Research: Three Fundamental Breakthroughs
LPMs address the core challenges of modeling complex systems with millions of interacting agents. To show how, consider Maya facing H5N1 bird flu—a disease spreading from poultry to humans, threatening both food security and public health. This disease emerges from a series of interconnected events. Wild birds migrate and carry the virus to farms. Farmers must then decide whether to cull their flocks to limit the spread or risk further losses. For Maya, Egg shortages raise her costs, and visits to the farmers’ market expose her to health risks. Here’s how LPMs help.

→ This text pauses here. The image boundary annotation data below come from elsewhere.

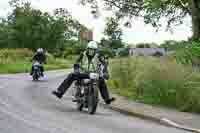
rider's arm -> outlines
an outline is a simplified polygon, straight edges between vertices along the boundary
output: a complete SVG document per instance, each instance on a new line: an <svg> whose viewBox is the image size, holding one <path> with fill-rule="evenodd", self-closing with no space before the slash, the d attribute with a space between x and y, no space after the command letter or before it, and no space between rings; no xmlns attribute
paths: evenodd
<svg viewBox="0 0 200 133"><path fill-rule="evenodd" d="M80 62L82 61L82 59L83 59L83 53L80 53L79 57L76 60L76 64L80 64Z"/></svg>

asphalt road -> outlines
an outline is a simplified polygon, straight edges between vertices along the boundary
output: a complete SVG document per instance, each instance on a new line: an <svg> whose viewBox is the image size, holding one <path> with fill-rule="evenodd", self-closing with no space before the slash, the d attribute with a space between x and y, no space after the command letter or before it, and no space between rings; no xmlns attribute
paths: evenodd
<svg viewBox="0 0 200 133"><path fill-rule="evenodd" d="M0 76L0 133L184 133L99 107L95 115L78 112L70 91L62 100L51 95L67 75L48 72L33 82L27 74Z"/></svg>

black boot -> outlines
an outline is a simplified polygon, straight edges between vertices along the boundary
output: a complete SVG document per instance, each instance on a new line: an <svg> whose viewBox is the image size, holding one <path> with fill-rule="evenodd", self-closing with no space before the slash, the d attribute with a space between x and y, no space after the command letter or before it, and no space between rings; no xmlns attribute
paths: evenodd
<svg viewBox="0 0 200 133"><path fill-rule="evenodd" d="M63 94L59 91L52 91L52 94L55 95L59 99L61 99L63 96Z"/></svg>
<svg viewBox="0 0 200 133"><path fill-rule="evenodd" d="M115 101L115 98L112 97L112 98L110 98L110 99L105 100L105 103L106 103L106 104L111 104L111 103L114 102L114 101Z"/></svg>

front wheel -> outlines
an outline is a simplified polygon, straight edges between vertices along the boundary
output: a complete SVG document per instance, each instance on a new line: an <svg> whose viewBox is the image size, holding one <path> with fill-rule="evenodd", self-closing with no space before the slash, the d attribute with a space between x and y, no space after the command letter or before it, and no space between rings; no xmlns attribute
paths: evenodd
<svg viewBox="0 0 200 133"><path fill-rule="evenodd" d="M88 95L88 113L94 114L96 112L99 98L98 98L98 89L96 86L91 86L89 89L89 95Z"/></svg>
<svg viewBox="0 0 200 133"><path fill-rule="evenodd" d="M33 72L33 81L37 81L39 78L38 74L36 71Z"/></svg>

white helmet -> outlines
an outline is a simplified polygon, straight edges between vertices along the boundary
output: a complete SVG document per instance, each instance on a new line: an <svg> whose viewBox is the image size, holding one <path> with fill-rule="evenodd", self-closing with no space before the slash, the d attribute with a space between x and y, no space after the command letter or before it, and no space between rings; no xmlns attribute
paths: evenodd
<svg viewBox="0 0 200 133"><path fill-rule="evenodd" d="M91 41L91 42L88 43L87 48L97 49L98 46L97 46L97 43L95 41Z"/></svg>
<svg viewBox="0 0 200 133"><path fill-rule="evenodd" d="M44 50L43 50L43 48L38 48L38 49L37 49L37 52L38 52L38 53L43 53Z"/></svg>

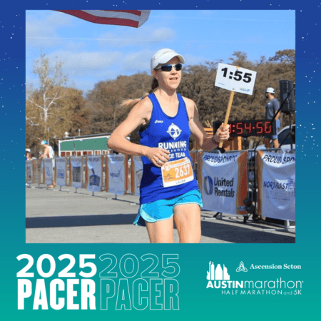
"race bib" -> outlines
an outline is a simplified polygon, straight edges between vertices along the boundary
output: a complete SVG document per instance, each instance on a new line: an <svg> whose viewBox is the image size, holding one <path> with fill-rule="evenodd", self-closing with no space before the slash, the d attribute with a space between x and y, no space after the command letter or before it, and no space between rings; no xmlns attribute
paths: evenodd
<svg viewBox="0 0 321 321"><path fill-rule="evenodd" d="M166 163L161 170L164 187L180 185L194 179L192 164L187 157Z"/></svg>

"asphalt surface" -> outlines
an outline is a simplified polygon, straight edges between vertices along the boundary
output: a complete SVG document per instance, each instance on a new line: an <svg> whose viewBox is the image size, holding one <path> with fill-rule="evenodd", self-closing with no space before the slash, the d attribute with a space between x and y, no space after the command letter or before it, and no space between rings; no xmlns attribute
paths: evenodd
<svg viewBox="0 0 321 321"><path fill-rule="evenodd" d="M131 195L93 195L81 188L31 184L26 188L26 243L149 243L146 228L133 225L138 201ZM201 243L295 243L295 228L253 222L251 217L245 224L243 215L215 214L201 211ZM178 243L176 230L174 240Z"/></svg>

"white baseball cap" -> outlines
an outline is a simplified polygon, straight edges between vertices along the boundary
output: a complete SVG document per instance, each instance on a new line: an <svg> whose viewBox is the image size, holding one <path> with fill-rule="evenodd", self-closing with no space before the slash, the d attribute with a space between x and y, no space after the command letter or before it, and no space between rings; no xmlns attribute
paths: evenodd
<svg viewBox="0 0 321 321"><path fill-rule="evenodd" d="M275 91L274 90L273 88L272 87L269 87L266 91L265 93L274 93L275 92Z"/></svg>
<svg viewBox="0 0 321 321"><path fill-rule="evenodd" d="M177 57L180 60L180 63L185 63L184 57L178 54L177 52L168 48L158 50L151 60L151 70L156 69L159 65L165 63L172 58Z"/></svg>

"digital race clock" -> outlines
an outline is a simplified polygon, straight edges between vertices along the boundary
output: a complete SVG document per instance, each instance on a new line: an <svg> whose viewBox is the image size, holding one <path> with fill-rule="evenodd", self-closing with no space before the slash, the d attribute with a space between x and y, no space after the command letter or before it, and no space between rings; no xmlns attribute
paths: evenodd
<svg viewBox="0 0 321 321"><path fill-rule="evenodd" d="M213 121L214 133L223 122ZM265 120L232 121L230 125L230 137L248 137L275 135L275 121Z"/></svg>

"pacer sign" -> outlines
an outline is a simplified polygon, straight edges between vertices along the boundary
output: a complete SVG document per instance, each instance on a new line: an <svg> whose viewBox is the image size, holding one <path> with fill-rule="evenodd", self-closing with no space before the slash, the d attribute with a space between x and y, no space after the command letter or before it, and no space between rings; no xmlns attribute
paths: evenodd
<svg viewBox="0 0 321 321"><path fill-rule="evenodd" d="M205 153L202 158L203 209L228 214L247 214L247 151Z"/></svg>
<svg viewBox="0 0 321 321"><path fill-rule="evenodd" d="M218 63L215 86L231 91L252 95L256 71Z"/></svg>

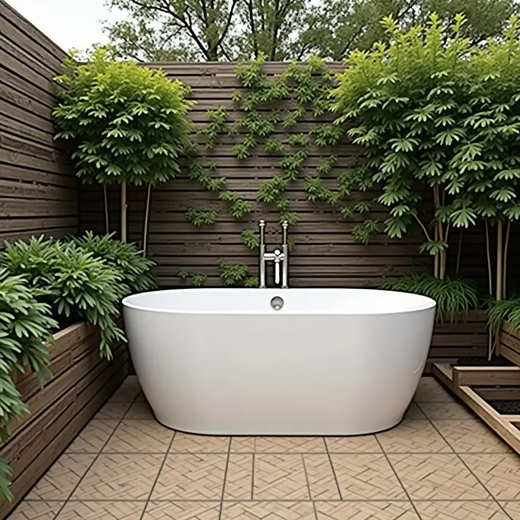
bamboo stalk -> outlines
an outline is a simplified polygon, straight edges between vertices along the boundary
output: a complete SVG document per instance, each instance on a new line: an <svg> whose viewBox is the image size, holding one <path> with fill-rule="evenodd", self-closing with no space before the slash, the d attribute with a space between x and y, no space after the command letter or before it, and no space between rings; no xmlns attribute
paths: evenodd
<svg viewBox="0 0 520 520"><path fill-rule="evenodd" d="M126 182L121 183L121 242L127 242L126 220L127 209L128 204L126 203Z"/></svg>
<svg viewBox="0 0 520 520"><path fill-rule="evenodd" d="M142 228L142 256L146 256L146 246L148 238L148 220L150 216L150 199L152 193L152 185L148 185L146 193L146 206L145 207L145 224Z"/></svg>
<svg viewBox="0 0 520 520"><path fill-rule="evenodd" d="M103 185L103 197L105 199L105 230L108 235L110 232L110 221L108 215L108 194L106 184Z"/></svg>
<svg viewBox="0 0 520 520"><path fill-rule="evenodd" d="M497 301L502 298L502 271L504 267L504 223L499 220L497 226Z"/></svg>
<svg viewBox="0 0 520 520"><path fill-rule="evenodd" d="M457 265L455 267L455 272L459 274L459 270L460 269L460 255L461 251L462 250L462 228L459 230L459 244L457 250Z"/></svg>
<svg viewBox="0 0 520 520"><path fill-rule="evenodd" d="M511 221L508 222L508 227L505 231L505 241L504 243L504 267L502 273L502 295L508 297L508 248L509 245L509 233L511 229Z"/></svg>

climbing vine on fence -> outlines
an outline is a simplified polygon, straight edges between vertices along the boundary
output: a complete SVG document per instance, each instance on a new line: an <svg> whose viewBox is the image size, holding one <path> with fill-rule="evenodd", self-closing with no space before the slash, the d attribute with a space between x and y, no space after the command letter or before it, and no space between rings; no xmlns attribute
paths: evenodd
<svg viewBox="0 0 520 520"><path fill-rule="evenodd" d="M277 173L261 184L256 200L276 208L280 223L287 220L294 225L298 217L291 207L287 191L301 178L304 169L308 171L309 146L333 148L343 143L345 134L340 125L333 122L317 123L305 133L291 131L309 113L318 118L330 111L333 77L322 59L313 56L305 63L292 62L285 71L270 79L264 70L264 62L265 57L260 56L247 64L237 66L236 76L242 88L233 93L232 99L243 116L231 123L225 107L208 111L209 122L197 132L203 136L204 142L193 143L189 153L188 176L205 189L218 192L218 198L228 203L231 216L237 220L242 219L251 212L251 203L227 188L227 179L218 175L215 161L203 162L203 149L212 150L218 146L222 136L240 136L241 140L233 146L232 153L238 160L245 161L258 147L262 146L268 154L280 157ZM282 106L288 109L282 111L278 108ZM287 142L280 140L281 132L287 133ZM323 161L316 167L314 175L307 175L303 179L307 200L329 204L345 219L352 218L356 213L368 215L371 210L369 201L353 205L347 201L353 191L366 191L373 187L371 178L362 164L354 164L340 174L334 189L323 182L322 177L330 174L337 160L335 155L328 154L324 150ZM201 227L214 224L218 215L215 210L191 206L186 218ZM362 224L353 227L352 235L355 240L366 244L379 230L377 221L367 216ZM246 248L253 250L258 247L259 237L256 230L243 229L241 238ZM291 240L289 245L290 250L292 250L294 241ZM245 265L223 261L218 267L225 284L252 287L257 283L256 277L249 275ZM192 282L196 280L198 282L201 279L184 271L179 276L183 279L191 276Z"/></svg>

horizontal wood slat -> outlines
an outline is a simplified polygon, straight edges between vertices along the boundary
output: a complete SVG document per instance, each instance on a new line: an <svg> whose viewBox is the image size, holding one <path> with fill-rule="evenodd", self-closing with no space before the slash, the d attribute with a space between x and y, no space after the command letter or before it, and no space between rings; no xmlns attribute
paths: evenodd
<svg viewBox="0 0 520 520"><path fill-rule="evenodd" d="M0 0L0 249L5 240L77 232L77 183L51 115L64 56Z"/></svg>

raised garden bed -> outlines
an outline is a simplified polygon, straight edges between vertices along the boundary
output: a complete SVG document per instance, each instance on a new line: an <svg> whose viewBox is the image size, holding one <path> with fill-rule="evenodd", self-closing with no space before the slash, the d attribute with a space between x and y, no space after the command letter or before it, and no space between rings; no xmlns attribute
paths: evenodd
<svg viewBox="0 0 520 520"><path fill-rule="evenodd" d="M433 375L520 454L520 334L505 323L500 356L482 366L435 362Z"/></svg>
<svg viewBox="0 0 520 520"><path fill-rule="evenodd" d="M128 373L128 352L121 344L113 360L99 357L99 333L76 323L54 335L50 347L53 376L41 388L34 373L20 374L17 386L31 411L13 424L12 434L0 448L14 472L14 501L0 503L5 518L52 465L114 393Z"/></svg>

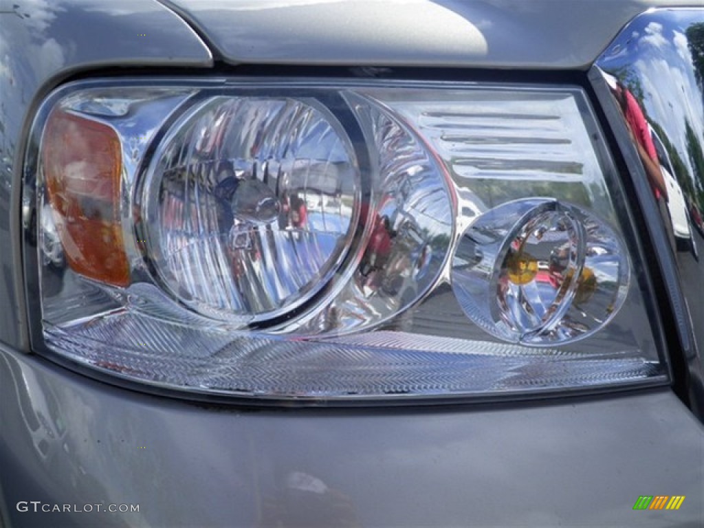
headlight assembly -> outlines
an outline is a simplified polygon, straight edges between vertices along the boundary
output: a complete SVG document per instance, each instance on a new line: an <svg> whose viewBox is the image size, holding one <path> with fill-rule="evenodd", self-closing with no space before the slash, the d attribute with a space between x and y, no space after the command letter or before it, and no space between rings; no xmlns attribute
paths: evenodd
<svg viewBox="0 0 704 528"><path fill-rule="evenodd" d="M47 353L260 398L667 379L579 89L84 82L35 134Z"/></svg>

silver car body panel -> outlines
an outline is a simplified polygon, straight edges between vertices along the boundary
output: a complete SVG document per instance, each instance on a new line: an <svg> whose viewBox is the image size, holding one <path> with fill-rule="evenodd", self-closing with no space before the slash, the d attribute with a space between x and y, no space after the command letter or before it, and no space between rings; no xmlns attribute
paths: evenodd
<svg viewBox="0 0 704 528"><path fill-rule="evenodd" d="M691 405L704 410L704 10L660 9L635 18L596 61L593 76L601 80L603 108L610 116L626 155L634 188L646 213L655 256L674 312L679 330L680 377L686 378ZM604 75L605 74L605 75ZM604 79L601 77L603 77ZM609 80L608 82L604 82ZM654 130L665 152L658 154L674 172L677 191L658 200L648 177L635 140L643 149L650 132L629 131L631 110L620 94L630 92L648 128ZM635 138L635 140L634 139ZM641 149L642 151L642 149ZM664 153L664 160L659 158ZM650 154L652 156L652 154ZM667 176L663 175L665 178ZM689 236L683 239L671 218L686 203ZM681 213L678 211L678 215ZM650 214L648 214L650 213ZM670 244L667 241L670 241ZM677 358L676 358L677 359ZM677 362L676 362L677 363ZM676 367L677 368L677 367Z"/></svg>
<svg viewBox="0 0 704 528"><path fill-rule="evenodd" d="M133 393L1 349L0 372L0 423L13 425L0 452L23 474L1 479L11 526L700 526L704 429L666 389L246 411ZM634 511L643 494L686 498L677 511ZM18 512L25 501L140 510Z"/></svg>

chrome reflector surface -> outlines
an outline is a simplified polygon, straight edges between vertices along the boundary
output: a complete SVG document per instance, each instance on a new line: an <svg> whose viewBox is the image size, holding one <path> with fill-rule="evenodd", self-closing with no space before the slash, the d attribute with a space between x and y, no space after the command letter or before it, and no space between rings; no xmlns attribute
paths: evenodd
<svg viewBox="0 0 704 528"><path fill-rule="evenodd" d="M147 252L175 296L256 321L329 279L360 206L359 168L332 115L294 99L215 97L172 130L142 197Z"/></svg>
<svg viewBox="0 0 704 528"><path fill-rule="evenodd" d="M71 197L65 221L119 232L111 251L130 266L125 285L42 246L47 353L260 399L666 379L660 329L643 326L650 286L579 89L118 84L68 87L40 113L38 134L54 111L118 139L114 202ZM43 144L60 139L52 130ZM37 168L40 182L55 166ZM46 241L56 199L39 192Z"/></svg>

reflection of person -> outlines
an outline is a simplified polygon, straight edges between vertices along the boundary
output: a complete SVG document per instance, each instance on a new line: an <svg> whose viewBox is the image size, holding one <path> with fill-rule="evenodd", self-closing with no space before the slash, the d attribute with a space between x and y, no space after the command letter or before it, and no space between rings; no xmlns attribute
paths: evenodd
<svg viewBox="0 0 704 528"><path fill-rule="evenodd" d="M667 201L667 187L660 170L660 162L658 161L658 151L655 150L655 144L653 142L648 127L648 122L641 109L641 106L631 91L619 82L615 83L615 87L612 87L612 92L626 118L626 125L638 150L638 155L646 170L655 199L662 197Z"/></svg>
<svg viewBox="0 0 704 528"><path fill-rule="evenodd" d="M638 156L641 158L643 168L646 171L648 183L653 189L655 201L658 203L660 218L665 224L667 237L670 244L674 248L675 245L674 232L672 228L670 211L667 209L669 199L667 187L665 182L662 171L660 170L660 161L658 159L658 151L653 142L653 137L650 136L646 116L638 101L628 88L612 75L605 74L605 77L611 89L611 92L616 98L616 101L618 101L621 111L623 113L626 125L631 134L631 139L638 151Z"/></svg>
<svg viewBox="0 0 704 528"><path fill-rule="evenodd" d="M308 208L306 207L306 202L298 194L294 194L291 197L289 217L293 227L305 227L308 224Z"/></svg>

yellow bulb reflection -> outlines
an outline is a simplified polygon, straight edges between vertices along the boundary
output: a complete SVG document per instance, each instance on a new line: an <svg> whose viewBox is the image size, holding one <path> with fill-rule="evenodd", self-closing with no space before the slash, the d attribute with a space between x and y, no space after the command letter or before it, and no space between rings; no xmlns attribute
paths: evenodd
<svg viewBox="0 0 704 528"><path fill-rule="evenodd" d="M506 271L513 284L527 284L538 274L538 261L525 251L512 252L506 258Z"/></svg>

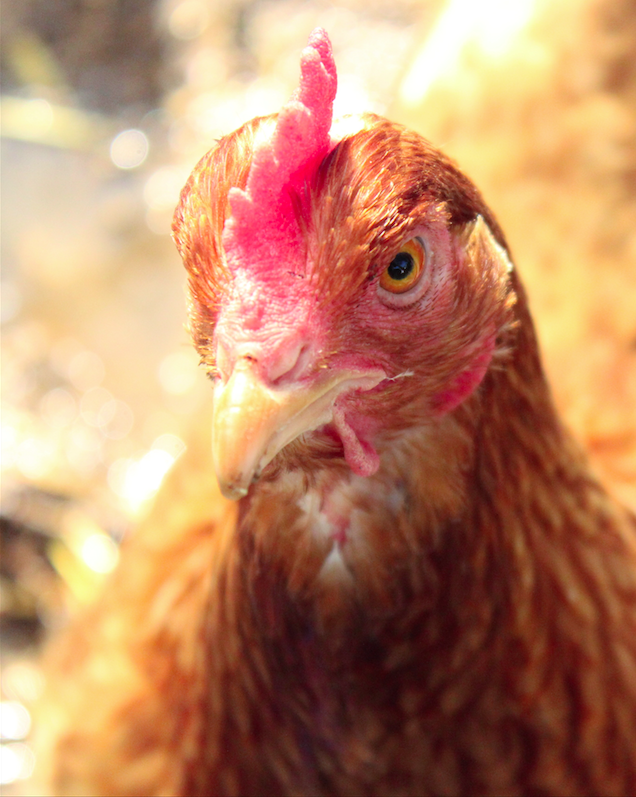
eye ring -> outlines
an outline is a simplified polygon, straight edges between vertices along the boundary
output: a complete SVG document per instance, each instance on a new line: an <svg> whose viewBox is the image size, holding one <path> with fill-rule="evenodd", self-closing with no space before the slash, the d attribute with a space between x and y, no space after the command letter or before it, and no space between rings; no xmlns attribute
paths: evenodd
<svg viewBox="0 0 636 797"><path fill-rule="evenodd" d="M406 304L417 298L416 287L422 281L428 260L427 247L422 238L416 236L400 247L399 252L380 274L378 292L390 303ZM416 292L414 296L406 296Z"/></svg>

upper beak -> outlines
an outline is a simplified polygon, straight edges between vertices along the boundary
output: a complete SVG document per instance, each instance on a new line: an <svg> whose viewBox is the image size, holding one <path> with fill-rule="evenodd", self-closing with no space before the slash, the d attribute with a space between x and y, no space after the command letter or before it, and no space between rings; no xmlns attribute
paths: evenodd
<svg viewBox="0 0 636 797"><path fill-rule="evenodd" d="M250 484L288 443L332 419L343 393L370 390L385 378L381 371L326 372L306 385L269 387L249 358L240 359L226 383L214 390L212 454L226 498L247 495Z"/></svg>

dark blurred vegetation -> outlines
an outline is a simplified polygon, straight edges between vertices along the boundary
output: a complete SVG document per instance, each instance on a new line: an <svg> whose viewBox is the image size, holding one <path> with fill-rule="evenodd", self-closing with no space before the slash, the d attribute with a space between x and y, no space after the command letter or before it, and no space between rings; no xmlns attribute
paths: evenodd
<svg viewBox="0 0 636 797"><path fill-rule="evenodd" d="M483 189L566 420L636 506L631 0L5 0L1 772L13 793L34 763L42 641L99 590L209 403L169 238L179 190L215 138L286 101L316 25L334 45L338 115L408 123Z"/></svg>

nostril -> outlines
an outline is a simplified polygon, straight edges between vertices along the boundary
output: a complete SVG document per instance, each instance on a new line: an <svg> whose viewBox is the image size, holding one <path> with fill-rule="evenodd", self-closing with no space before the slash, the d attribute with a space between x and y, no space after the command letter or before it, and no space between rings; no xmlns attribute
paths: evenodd
<svg viewBox="0 0 636 797"><path fill-rule="evenodd" d="M269 368L268 376L272 384L300 379L311 359L311 350L311 344L298 343L295 346L290 346L286 351L280 352Z"/></svg>

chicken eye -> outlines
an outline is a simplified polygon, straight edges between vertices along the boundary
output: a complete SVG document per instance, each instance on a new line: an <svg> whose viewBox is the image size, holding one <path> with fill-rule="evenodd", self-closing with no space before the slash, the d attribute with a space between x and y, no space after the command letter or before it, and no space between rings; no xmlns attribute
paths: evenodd
<svg viewBox="0 0 636 797"><path fill-rule="evenodd" d="M380 277L380 287L389 293L406 293L419 280L426 263L420 238L405 243Z"/></svg>

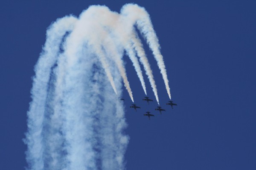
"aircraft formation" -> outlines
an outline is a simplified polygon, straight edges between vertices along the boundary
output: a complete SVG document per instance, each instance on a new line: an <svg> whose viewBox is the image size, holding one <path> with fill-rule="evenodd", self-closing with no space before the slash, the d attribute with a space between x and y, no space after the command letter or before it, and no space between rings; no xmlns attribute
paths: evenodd
<svg viewBox="0 0 256 170"><path fill-rule="evenodd" d="M143 101L146 101L148 104L149 104L150 101L153 101L153 100L150 99L148 97L145 97L144 98L142 99ZM125 99L123 98L121 98L120 100L124 101ZM172 107L172 109L173 109L173 106L177 106L177 104L174 103L172 101L169 101L168 103L166 103L166 105L170 105ZM140 107L139 106L137 106L135 104L132 104L131 106L130 107L131 108L134 108L135 110L135 111L137 111L137 109L140 109ZM160 112L160 114L162 115L162 111L166 111L166 110L162 109L162 107L160 106L157 106L156 109L155 109L155 110L158 110ZM144 116L147 116L148 117L148 119L150 120L150 116L154 116L154 115L152 115L150 114L150 112L148 111L146 112L146 114L144 114Z"/></svg>

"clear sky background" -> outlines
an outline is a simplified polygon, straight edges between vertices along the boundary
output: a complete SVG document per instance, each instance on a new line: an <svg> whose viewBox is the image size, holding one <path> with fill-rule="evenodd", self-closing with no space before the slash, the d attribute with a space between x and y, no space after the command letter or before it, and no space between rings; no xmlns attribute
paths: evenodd
<svg viewBox="0 0 256 170"><path fill-rule="evenodd" d="M193 1L193 2L192 2ZM256 1L2 0L0 3L0 165L26 166L26 111L33 67L47 28L59 17L78 16L91 5L119 12L125 3L151 16L166 63L172 109L157 63L145 44L158 89L157 106L144 74L148 105L135 71L125 57L136 112L123 98L130 137L128 170L256 169ZM145 42L144 42L145 43ZM143 116L155 115L148 120Z"/></svg>

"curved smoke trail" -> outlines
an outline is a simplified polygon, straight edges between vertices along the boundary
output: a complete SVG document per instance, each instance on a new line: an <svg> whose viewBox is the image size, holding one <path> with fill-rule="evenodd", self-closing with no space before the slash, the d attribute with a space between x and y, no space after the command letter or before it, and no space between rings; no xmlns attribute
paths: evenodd
<svg viewBox="0 0 256 170"><path fill-rule="evenodd" d="M49 28L35 66L27 112L24 141L29 168L125 169L129 137L123 133L127 124L119 99L122 80L134 99L122 60L125 51L146 94L134 51L137 53L159 104L152 70L134 32L136 25L153 51L168 85L149 16L137 5L124 6L120 14L106 6L91 6L79 18L66 16Z"/></svg>

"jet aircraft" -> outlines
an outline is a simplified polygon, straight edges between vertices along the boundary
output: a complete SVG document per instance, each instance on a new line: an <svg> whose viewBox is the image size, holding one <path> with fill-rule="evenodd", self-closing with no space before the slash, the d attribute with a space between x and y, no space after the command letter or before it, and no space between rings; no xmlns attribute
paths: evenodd
<svg viewBox="0 0 256 170"><path fill-rule="evenodd" d="M175 103L173 103L173 101L169 101L169 103L166 103L166 105L171 105L171 106L172 107L172 109L173 109L173 107L172 107L172 106L177 106L177 104L176 104Z"/></svg>
<svg viewBox="0 0 256 170"><path fill-rule="evenodd" d="M153 100L150 99L148 97L145 97L145 98L143 99L142 100L147 101L147 102L148 102L148 104L149 104L148 101L153 101Z"/></svg>
<svg viewBox="0 0 256 170"><path fill-rule="evenodd" d="M161 109L161 107L161 107L160 106L157 106L157 108L155 109L155 110L159 110L159 112L160 112L160 114L162 115L162 111L165 111L165 110L164 109Z"/></svg>
<svg viewBox="0 0 256 170"><path fill-rule="evenodd" d="M148 116L148 119L149 119L149 120L150 120L150 116L154 116L154 115L149 114L150 113L149 112L146 112L146 113L147 113L147 114L144 114L144 116Z"/></svg>
<svg viewBox="0 0 256 170"><path fill-rule="evenodd" d="M140 107L139 107L138 106L136 106L135 104L133 104L130 107L131 108L134 108L135 111L137 111L137 109L140 109Z"/></svg>

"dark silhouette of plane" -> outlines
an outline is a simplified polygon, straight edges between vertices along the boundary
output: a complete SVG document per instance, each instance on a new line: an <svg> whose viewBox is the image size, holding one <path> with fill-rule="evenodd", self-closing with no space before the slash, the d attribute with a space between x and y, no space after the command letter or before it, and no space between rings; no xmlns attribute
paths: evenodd
<svg viewBox="0 0 256 170"><path fill-rule="evenodd" d="M175 104L175 103L173 103L173 101L169 101L169 103L166 103L166 105L171 105L172 107L172 109L173 109L173 107L172 106L177 106L177 104Z"/></svg>
<svg viewBox="0 0 256 170"><path fill-rule="evenodd" d="M149 119L149 120L150 120L150 116L154 116L154 115L149 114L150 113L150 112L146 112L146 113L147 113L147 114L144 114L144 116L148 116L148 118Z"/></svg>
<svg viewBox="0 0 256 170"><path fill-rule="evenodd" d="M147 101L147 102L148 102L148 104L149 104L149 103L148 102L148 101L153 101L153 100L150 99L148 97L145 97L145 98L143 99L142 100Z"/></svg>
<svg viewBox="0 0 256 170"><path fill-rule="evenodd" d="M155 110L159 110L159 112L160 112L160 114L162 115L162 111L165 111L165 110L164 109L161 109L161 107L160 106L157 106L157 109L155 109Z"/></svg>
<svg viewBox="0 0 256 170"><path fill-rule="evenodd" d="M140 107L139 107L138 106L136 106L135 104L133 104L130 107L131 108L134 108L135 111L137 111L137 109L140 109Z"/></svg>

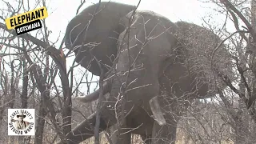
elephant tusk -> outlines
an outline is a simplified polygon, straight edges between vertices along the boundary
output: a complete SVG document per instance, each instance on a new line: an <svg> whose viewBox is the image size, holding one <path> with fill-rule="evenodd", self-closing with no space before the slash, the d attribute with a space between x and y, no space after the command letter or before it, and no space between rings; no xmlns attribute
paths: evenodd
<svg viewBox="0 0 256 144"><path fill-rule="evenodd" d="M103 95L110 90L110 84L108 82L103 83ZM97 100L99 98L100 89L98 89L96 91L86 95L86 96L79 96L74 98L74 99L78 100L82 102L90 102Z"/></svg>
<svg viewBox="0 0 256 144"><path fill-rule="evenodd" d="M150 106L153 113L154 119L160 126L166 125L166 122L163 117L157 96L150 100Z"/></svg>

1. Modeling Millions of Individuals: We need to understand millions of people—farmers, supply chain workers, consumers—and their interactions across multiple networks. Traditional simulations forced an impossible tradeoff: either model realistic behaviors for a few hundred individuals OR track simplified movements for millions—but never both at once. It's like trying to simultaneously film an entire stadium while capturing each person's facial expressions.
Our breakthrough: LPMs can simulate 8.4 million individuals, each with their own behaviors, on a single GPU - 600 times faster than previously possible - without sacrificing the rich detail of each person's unique situation. First, we efficiently process billions of interactions simultaneously across customer, supply chain and community networks - in minutes instead of hours. Second, we learn behavioral patterns across individuals, allowing us to accurately capture unique decisions for millions of people while separately modeling only a few thousands - recreating a digital New York for $500. This helps see how Maya's decisions ripple out across the city - shaping consumer behavior and public health.
2.Learning from Multi-scale Data: Managing H5N1 requires combining varied data sources: migration patterns of wild birds, production losses on farms, logistics records, and consumer purchasing trends. Traditionally, these sources remained fragmented. Researchers built surrogate models—simplified approximations—to align simulations with real-world data, but these approximations sacrificed the detailed mechanics of how disease moves from birds to farms, or how farm losses disrupt supply chains. This led to imprecise predictions and incomplete solutions.
Our breakthrough: LPMs eliminate the need for simplified approximations by making our simulations differentiable—transforming months of computation into minutes. This allows simulations to learn directly from diverse real-world data sources—hospital records, mobility patterns, economic indicators—providing 2-20x better precision and 3000x faster calibration over traditional surrogate models. When Maya's restaurant sees fewer customers, our model rapidly determines whether this resulted from rising infections, new restrictions, or consumer confidence changes—and projects how specific interventions might help her business while improving public health.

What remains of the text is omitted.